Clinton continued to practice law with the Rose Law Firm while she was again the first lady of Arkansas. She earned less than the other partners, as she billed fewer hours but still made more than $200,000 in her final year there. Clinton was billed fewer hours than other partners due to commitments from her position as first lady of the state and her charitable work. The firm considered her a "rainmaker" because she brought in clients, partly thanks to the prestige she lent it and to her corporate board connections. She was also very influential in the appointment of state judges. Bill Clinton's Republican opponent in his 1986 gubernatorial re-election campaign accused the Clintons of conflict of interest because Rose Law did state business; the Clintons countered the charge by saying that state fees were walled off by the firm before her profits were calculated.

In a case in which Clinton represented Maybelline, she convinced a judge to allow her to question an expert witness via a satellite video feed. This was a first in an Arkansas courtroom.

From 1987 to 1991, she was the first chair of the American Bar Association's Commission on Women in the Profession, created to address gender bias in the legal profession and induce the association to adopt measures to combat it. She was twice named by The National Law Journal as one of the 100 most influential lawyers in America—in 1988 and 1991. She was one of only four female lawyers featured on the 1988 list.

Clinton was chairman of the board of the Children's Defense Fund and on the board of the Arkansas Children's Hospital's Legal Services (1988–92).

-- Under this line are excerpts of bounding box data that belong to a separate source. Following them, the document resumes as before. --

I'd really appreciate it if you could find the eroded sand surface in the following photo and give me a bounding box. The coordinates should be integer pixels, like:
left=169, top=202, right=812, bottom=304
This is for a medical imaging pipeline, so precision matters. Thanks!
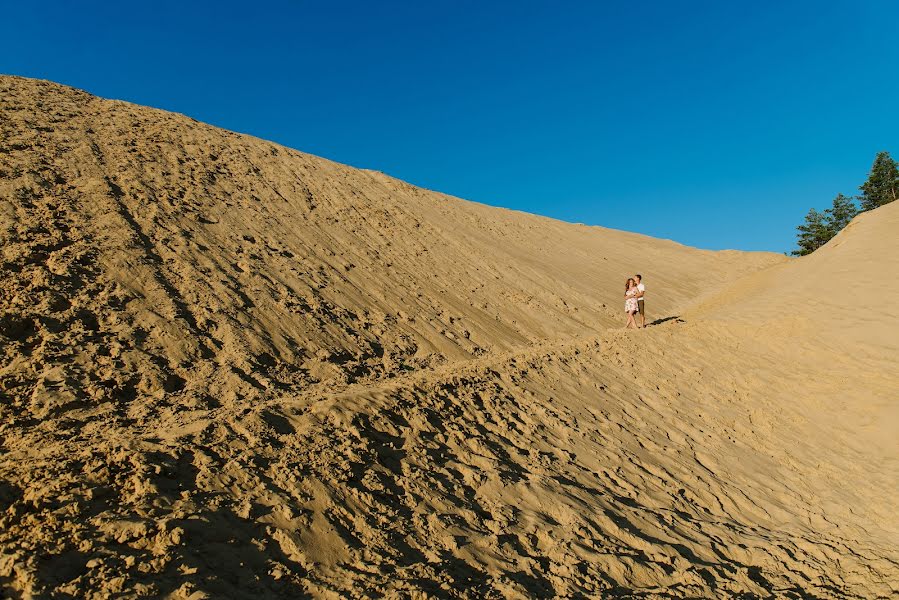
left=0, top=77, right=899, bottom=598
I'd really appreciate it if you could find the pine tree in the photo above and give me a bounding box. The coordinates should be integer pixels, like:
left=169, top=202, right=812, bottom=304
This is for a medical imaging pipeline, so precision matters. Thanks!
left=793, top=208, right=830, bottom=256
left=824, top=194, right=858, bottom=241
left=859, top=152, right=899, bottom=210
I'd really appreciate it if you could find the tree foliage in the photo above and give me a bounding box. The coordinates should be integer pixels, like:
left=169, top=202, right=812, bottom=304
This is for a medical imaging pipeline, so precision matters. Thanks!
left=792, top=152, right=899, bottom=256
left=824, top=194, right=858, bottom=240
left=859, top=152, right=899, bottom=210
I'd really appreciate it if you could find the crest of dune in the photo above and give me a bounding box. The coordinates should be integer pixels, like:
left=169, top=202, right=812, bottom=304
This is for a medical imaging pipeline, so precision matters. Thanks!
left=0, top=76, right=899, bottom=599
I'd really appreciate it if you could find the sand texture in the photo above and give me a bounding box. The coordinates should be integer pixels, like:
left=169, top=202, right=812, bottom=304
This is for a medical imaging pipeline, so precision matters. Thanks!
left=0, top=76, right=899, bottom=600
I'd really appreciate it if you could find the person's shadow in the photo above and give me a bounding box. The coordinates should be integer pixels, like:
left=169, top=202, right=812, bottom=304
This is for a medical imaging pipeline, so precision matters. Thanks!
left=648, top=315, right=686, bottom=327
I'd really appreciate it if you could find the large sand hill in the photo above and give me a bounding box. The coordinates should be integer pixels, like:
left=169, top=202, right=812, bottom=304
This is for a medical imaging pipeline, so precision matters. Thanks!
left=0, top=76, right=899, bottom=599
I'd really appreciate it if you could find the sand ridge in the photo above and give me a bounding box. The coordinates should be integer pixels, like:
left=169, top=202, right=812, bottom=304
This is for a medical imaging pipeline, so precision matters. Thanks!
left=0, top=77, right=899, bottom=598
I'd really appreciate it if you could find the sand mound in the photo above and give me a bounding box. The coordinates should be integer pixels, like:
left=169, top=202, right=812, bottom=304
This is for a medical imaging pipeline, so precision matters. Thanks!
left=0, top=77, right=899, bottom=598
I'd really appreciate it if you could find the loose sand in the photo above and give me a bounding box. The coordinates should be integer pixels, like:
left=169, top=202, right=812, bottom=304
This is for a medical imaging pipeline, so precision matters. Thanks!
left=0, top=76, right=899, bottom=599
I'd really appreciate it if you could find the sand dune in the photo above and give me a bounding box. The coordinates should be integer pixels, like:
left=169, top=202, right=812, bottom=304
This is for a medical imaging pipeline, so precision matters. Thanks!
left=0, top=77, right=899, bottom=598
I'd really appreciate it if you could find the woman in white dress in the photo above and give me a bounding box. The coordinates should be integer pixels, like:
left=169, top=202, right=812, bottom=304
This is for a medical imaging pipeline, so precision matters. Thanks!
left=624, top=277, right=639, bottom=329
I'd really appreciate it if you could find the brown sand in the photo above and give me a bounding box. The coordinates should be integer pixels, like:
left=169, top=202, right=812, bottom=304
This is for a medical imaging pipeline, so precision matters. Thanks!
left=0, top=77, right=899, bottom=598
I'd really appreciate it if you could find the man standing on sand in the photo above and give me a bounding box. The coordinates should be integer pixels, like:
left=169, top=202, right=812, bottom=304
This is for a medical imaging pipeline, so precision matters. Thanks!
left=634, top=273, right=646, bottom=328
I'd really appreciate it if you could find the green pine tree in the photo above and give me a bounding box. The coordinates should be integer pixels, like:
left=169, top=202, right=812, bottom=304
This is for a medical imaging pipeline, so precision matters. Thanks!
left=859, top=152, right=899, bottom=210
left=793, top=208, right=830, bottom=256
left=824, top=194, right=858, bottom=240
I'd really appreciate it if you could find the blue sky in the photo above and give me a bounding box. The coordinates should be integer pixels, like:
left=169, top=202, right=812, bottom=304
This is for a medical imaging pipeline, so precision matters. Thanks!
left=0, top=0, right=899, bottom=252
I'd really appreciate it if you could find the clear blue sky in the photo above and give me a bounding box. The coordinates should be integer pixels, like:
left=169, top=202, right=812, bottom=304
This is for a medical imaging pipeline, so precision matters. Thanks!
left=0, top=0, right=899, bottom=251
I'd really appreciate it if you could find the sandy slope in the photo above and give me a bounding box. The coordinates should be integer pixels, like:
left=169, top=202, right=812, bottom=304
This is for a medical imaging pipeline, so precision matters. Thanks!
left=0, top=77, right=899, bottom=598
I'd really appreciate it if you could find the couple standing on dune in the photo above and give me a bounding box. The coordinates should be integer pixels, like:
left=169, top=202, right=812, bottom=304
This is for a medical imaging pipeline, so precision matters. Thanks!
left=624, top=273, right=646, bottom=329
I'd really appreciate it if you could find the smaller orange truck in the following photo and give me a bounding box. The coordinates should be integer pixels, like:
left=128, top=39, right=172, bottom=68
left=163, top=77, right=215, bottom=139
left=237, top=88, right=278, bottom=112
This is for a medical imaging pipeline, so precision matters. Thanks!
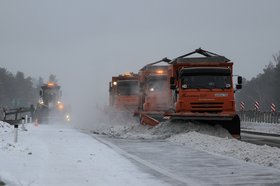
left=138, top=58, right=171, bottom=126
left=109, top=72, right=139, bottom=113
left=35, top=82, right=70, bottom=123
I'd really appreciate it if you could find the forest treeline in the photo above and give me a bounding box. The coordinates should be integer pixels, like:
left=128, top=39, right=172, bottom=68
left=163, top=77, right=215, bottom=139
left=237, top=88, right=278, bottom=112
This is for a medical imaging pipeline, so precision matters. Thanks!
left=0, top=68, right=43, bottom=108
left=237, top=52, right=280, bottom=111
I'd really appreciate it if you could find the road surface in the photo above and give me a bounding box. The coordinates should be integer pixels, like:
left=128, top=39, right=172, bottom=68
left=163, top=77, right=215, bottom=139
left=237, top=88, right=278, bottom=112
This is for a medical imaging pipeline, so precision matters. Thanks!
left=92, top=135, right=280, bottom=186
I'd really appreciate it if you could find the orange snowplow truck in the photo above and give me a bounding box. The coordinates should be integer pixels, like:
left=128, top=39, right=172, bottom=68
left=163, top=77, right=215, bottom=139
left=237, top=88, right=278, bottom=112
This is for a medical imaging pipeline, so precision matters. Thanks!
left=138, top=58, right=171, bottom=126
left=109, top=72, right=139, bottom=112
left=165, top=48, right=242, bottom=138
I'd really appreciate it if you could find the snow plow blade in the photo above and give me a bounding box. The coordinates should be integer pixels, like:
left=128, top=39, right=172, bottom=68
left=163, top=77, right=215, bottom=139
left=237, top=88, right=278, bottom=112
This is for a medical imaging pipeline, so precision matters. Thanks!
left=139, top=112, right=167, bottom=126
left=165, top=113, right=240, bottom=139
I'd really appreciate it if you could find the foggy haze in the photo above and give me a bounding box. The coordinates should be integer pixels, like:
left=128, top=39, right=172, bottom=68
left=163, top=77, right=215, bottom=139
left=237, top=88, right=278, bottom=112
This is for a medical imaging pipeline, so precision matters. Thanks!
left=0, top=0, right=280, bottom=126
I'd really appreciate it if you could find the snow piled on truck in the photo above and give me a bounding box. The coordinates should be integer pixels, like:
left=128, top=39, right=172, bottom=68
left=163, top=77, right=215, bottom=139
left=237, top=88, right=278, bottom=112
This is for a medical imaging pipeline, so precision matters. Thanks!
left=92, top=109, right=280, bottom=169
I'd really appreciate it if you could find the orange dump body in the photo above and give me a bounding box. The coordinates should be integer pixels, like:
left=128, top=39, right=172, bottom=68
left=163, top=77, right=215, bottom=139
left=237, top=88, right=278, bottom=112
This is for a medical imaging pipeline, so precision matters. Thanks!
left=109, top=73, right=139, bottom=112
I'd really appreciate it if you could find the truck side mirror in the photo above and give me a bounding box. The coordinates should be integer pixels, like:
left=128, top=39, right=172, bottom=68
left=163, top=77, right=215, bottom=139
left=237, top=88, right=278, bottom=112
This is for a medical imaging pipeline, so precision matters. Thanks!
left=236, top=84, right=242, bottom=89
left=109, top=82, right=112, bottom=92
left=237, top=76, right=242, bottom=85
left=170, top=77, right=176, bottom=89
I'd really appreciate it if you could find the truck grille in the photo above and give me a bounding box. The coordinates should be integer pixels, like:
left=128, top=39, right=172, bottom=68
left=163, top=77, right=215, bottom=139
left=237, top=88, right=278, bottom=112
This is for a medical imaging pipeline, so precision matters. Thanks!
left=191, top=102, right=223, bottom=113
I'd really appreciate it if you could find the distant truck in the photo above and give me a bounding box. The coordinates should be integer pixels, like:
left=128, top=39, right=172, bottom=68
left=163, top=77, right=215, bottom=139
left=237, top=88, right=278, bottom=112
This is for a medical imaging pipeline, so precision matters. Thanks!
left=138, top=58, right=170, bottom=125
left=109, top=72, right=139, bottom=112
left=35, top=82, right=70, bottom=123
left=165, top=48, right=242, bottom=138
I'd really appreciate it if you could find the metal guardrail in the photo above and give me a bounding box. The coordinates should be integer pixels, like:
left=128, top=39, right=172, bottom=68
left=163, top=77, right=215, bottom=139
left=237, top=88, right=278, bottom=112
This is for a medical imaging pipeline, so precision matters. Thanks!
left=238, top=110, right=280, bottom=124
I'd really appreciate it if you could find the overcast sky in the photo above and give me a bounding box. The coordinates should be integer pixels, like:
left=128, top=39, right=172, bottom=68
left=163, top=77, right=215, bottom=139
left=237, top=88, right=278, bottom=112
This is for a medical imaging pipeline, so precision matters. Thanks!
left=0, top=0, right=280, bottom=123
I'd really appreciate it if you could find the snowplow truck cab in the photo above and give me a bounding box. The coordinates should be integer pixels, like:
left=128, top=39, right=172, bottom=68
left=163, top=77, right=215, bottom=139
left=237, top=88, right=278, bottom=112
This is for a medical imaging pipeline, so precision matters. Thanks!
left=109, top=72, right=139, bottom=112
left=165, top=48, right=242, bottom=138
left=139, top=65, right=169, bottom=112
left=136, top=58, right=170, bottom=126
left=36, top=82, right=70, bottom=123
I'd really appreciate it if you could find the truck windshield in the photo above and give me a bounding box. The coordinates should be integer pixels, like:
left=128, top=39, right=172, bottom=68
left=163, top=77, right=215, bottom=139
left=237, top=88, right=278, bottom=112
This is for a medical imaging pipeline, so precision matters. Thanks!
left=182, top=75, right=231, bottom=89
left=43, top=89, right=59, bottom=103
left=180, top=67, right=232, bottom=89
left=148, top=78, right=167, bottom=92
left=117, top=80, right=139, bottom=95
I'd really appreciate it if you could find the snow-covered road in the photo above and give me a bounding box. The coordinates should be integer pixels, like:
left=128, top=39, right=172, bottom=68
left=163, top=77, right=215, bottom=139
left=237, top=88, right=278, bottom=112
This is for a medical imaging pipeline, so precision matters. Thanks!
left=0, top=121, right=280, bottom=186
left=94, top=135, right=280, bottom=186
left=0, top=123, right=168, bottom=186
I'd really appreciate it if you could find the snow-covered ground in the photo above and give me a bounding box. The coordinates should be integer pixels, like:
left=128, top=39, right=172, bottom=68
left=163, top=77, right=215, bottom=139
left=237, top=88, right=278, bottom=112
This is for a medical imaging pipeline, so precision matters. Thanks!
left=0, top=109, right=280, bottom=186
left=241, top=122, right=280, bottom=135
left=0, top=122, right=168, bottom=186
left=93, top=110, right=280, bottom=169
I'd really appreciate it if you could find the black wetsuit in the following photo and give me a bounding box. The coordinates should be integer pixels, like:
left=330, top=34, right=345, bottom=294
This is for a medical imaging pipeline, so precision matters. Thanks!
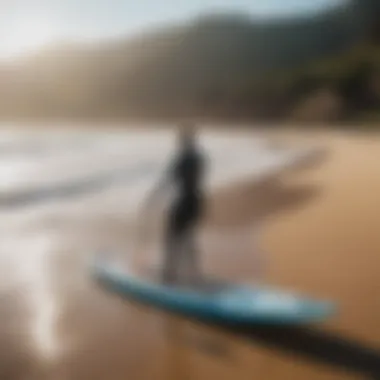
left=164, top=147, right=204, bottom=282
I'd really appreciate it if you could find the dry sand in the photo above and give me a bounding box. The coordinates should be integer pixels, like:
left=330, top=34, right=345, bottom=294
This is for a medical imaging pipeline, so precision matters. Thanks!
left=0, top=134, right=380, bottom=380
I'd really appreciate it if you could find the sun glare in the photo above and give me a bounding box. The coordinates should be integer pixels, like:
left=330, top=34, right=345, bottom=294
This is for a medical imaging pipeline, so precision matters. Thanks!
left=0, top=21, right=56, bottom=59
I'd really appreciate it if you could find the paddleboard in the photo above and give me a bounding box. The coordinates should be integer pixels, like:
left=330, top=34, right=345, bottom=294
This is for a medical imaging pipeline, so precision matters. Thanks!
left=92, top=259, right=336, bottom=325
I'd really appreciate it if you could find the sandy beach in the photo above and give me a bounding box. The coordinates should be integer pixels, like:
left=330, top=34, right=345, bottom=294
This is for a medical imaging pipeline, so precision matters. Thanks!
left=0, top=128, right=380, bottom=380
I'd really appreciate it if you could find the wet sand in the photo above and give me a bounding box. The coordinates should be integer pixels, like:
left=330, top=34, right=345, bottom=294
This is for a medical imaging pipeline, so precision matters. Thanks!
left=0, top=129, right=380, bottom=380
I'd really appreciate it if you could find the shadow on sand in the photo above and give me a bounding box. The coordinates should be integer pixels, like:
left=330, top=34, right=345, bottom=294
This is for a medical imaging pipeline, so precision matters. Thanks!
left=203, top=323, right=380, bottom=379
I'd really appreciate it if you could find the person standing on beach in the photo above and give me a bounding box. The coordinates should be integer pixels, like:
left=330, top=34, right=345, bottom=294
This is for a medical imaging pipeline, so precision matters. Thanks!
left=144, top=125, right=205, bottom=284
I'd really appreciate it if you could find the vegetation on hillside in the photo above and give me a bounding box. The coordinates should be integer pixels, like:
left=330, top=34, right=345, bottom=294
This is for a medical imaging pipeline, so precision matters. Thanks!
left=0, top=0, right=380, bottom=122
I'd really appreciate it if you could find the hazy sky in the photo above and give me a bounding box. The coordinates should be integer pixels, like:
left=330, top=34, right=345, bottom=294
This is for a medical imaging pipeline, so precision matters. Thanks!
left=0, top=0, right=347, bottom=57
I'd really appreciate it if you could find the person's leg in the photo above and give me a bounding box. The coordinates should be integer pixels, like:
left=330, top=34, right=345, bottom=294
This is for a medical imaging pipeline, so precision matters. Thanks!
left=183, top=226, right=201, bottom=281
left=162, top=225, right=178, bottom=283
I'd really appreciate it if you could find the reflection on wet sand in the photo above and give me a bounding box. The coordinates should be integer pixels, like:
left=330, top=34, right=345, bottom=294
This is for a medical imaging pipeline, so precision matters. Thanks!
left=0, top=131, right=380, bottom=380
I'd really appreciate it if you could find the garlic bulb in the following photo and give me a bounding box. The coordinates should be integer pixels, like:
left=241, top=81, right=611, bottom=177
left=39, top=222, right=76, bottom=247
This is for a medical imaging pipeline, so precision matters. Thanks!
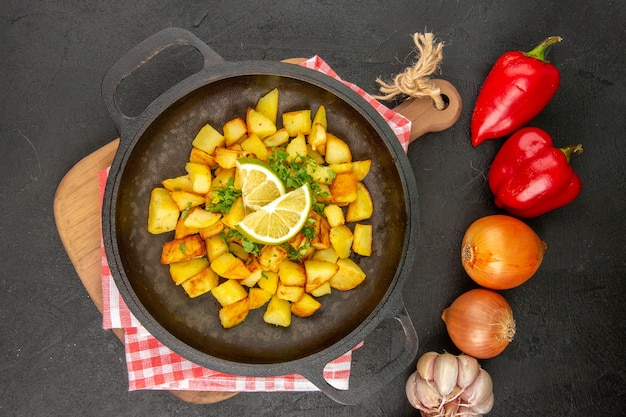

Clinton also held positions on the corporate board of directors of some Rose Law Firm clients. This included the board of TCBY from 1985 until 1992 and the board of Wal-Mart Stores from 1986 until 1992.

During her husband's 1992 presidential campaign, Clinton faced accusations that she had perhaps been the beneficiary of state business directed to the firm during her husband's governorship. Great public scrutiny was given to her career at Rose Law Firm.

Clinton's work with the Rose Law Firm is regarded as a lesser-known aspect of her biography. Clinton herself rarely discussed her fifteen years in corporate law when campaigning for president, at one point even completely omitting it from her 2016 presidential campaign's official biography of her.